This Week in PNAS

In work appearing in this week's edition of PNAS, Tel Aviv University's Ronen Borenstein and Niza Frenkel describe single-step production of viral BACs of the 160-kb human herpes virus 6A. Their method of cloning, they say, is "independent of intracellular recombinations and DNA packaging constraints" and is "especially attractive for viruses that replicate inefficiently and for viruses propagated in suspension cells."

Edward Holmes of Penn State University has written an article for the Evolution in Health and Medicine Sackler Colloquium on the comparative genomics of viral emergence and in particular focuses on how this field can help scientists better understand the ability of RNA viruses to mutate and jump hosts. Swine flu is a good example, where, he says, "research reveals a marked lack of surveillance of influenza viruses in pigs ... such that the exact genesis of [the virus] (where, when, how) is uncertain."

A group of scientists led by senior author Stephen Ekker at the Mayo Clinic has performed a study looking at how genetics affects behavioral response to nicotine. Using an assay developed in zebrafish and a forward genetic screen, they found two mutations, bdav/cct8 and hbog/gabbr1.2, that have altered nicotine response. "Each have a single human ortholog, identifying two points for potential scientific, diagnostic, and drug development for nicotine biology and cessation therapeutics," they write.

Research from the International MHC and Autoimmunity Genetics Network have mapped variants within the MHC region for several immune-related diseases.
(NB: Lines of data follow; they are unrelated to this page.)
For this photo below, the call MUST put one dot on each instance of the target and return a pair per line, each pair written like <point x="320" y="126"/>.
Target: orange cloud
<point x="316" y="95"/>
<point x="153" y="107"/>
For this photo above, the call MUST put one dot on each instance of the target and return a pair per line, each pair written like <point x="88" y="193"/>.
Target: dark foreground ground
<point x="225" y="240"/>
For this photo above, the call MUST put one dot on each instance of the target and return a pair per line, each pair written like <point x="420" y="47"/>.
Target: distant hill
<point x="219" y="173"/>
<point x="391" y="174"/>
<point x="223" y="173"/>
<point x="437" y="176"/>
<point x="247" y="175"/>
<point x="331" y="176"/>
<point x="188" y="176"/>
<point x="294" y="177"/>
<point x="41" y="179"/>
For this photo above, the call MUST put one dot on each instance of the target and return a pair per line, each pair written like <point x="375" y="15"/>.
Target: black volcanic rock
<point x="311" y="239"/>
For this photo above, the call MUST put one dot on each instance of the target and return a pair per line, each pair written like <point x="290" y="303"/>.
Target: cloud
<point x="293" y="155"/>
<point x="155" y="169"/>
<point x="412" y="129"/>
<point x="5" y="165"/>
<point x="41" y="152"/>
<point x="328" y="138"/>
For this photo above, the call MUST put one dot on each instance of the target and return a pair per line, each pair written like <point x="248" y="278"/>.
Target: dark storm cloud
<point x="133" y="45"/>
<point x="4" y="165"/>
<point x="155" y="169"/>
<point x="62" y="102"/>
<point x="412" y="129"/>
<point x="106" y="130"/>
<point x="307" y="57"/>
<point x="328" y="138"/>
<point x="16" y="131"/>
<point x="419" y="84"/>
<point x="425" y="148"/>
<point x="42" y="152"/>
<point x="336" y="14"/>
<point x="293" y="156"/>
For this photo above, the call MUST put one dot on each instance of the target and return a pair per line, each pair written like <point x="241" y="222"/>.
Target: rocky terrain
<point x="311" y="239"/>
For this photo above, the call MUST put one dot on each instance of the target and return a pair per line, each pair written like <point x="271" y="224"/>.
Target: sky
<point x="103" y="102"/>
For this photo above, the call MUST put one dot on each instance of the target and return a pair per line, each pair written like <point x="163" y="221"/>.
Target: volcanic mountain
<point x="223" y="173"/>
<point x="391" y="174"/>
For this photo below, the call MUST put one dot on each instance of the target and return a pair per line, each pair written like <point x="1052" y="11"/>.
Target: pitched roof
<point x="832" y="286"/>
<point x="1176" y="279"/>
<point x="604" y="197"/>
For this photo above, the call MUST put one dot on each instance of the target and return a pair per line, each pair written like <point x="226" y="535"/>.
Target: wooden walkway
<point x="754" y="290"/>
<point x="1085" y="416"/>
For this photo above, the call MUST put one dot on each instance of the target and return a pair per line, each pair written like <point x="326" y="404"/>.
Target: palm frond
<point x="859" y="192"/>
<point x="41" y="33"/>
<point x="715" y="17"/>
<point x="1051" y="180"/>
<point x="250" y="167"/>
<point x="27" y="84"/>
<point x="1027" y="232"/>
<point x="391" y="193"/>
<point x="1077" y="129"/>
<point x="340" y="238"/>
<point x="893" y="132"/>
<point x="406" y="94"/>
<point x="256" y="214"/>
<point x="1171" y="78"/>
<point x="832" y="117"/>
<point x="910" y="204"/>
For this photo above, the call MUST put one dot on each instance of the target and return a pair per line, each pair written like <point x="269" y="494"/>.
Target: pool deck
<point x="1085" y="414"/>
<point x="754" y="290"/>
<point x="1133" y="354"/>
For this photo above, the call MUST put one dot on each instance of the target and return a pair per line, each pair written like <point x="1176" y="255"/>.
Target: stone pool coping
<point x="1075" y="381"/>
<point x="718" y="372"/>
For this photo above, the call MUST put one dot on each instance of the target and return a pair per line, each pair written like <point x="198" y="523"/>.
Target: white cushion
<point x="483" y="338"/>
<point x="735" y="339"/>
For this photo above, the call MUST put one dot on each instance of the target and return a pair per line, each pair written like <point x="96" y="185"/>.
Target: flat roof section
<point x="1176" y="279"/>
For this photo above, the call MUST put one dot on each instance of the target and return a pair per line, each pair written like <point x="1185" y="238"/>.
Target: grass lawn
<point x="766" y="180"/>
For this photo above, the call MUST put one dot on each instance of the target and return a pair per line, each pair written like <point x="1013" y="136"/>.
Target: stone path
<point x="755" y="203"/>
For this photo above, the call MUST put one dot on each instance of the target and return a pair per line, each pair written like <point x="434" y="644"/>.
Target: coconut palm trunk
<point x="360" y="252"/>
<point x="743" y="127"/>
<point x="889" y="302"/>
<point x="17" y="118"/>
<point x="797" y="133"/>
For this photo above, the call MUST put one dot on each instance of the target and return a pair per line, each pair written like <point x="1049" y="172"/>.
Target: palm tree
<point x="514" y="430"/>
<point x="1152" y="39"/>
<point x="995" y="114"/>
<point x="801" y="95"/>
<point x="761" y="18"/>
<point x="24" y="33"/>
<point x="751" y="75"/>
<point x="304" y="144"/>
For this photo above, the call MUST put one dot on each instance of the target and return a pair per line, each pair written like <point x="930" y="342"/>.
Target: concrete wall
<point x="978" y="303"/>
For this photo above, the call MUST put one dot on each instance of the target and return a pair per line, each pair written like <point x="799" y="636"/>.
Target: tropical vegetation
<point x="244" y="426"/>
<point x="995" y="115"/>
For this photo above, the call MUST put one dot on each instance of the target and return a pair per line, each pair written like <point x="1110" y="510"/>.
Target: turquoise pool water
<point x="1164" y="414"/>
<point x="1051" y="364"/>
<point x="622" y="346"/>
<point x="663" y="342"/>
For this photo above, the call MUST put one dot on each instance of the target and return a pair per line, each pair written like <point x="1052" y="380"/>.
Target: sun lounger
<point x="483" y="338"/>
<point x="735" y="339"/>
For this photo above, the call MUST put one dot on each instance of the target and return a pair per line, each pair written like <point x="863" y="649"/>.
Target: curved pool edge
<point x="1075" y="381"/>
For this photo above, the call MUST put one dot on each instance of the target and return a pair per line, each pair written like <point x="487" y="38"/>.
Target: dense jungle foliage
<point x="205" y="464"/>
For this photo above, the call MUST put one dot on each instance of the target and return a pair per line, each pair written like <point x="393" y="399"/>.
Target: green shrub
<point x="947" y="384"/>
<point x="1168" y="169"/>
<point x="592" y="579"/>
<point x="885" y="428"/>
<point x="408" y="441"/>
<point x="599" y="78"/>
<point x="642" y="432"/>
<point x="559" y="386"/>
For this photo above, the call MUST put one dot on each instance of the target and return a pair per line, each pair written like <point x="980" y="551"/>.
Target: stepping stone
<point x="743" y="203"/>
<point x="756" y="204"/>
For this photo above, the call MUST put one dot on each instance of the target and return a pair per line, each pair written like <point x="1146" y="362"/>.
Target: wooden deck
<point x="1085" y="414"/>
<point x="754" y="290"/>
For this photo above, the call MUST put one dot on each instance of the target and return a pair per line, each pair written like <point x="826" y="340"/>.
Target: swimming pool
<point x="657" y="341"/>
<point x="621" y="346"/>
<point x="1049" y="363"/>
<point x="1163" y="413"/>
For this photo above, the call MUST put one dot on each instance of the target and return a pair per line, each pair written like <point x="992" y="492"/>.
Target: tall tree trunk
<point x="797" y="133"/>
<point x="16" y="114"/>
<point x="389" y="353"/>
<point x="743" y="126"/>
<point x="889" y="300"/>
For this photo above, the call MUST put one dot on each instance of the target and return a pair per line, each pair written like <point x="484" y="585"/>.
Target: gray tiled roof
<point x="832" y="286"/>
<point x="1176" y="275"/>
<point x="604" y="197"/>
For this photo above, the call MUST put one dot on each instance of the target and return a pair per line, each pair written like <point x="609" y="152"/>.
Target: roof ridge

Genotyping 1,472 SNPs across the MHC region in about 10,600 samples from patients with systemic lupus erythematosus, Crohn's disease, ulcerative colitis, rheumatoid arthritis, myasthenia gravis, selective IgA deficiency, and multiple sclerosis, they found "primary association signals for each disease and ... independent secondary signals," they write in the abstract. "The data demonstrate that MHC associations with autoimmune diseases result from complex, multilocus effects that span the entire region."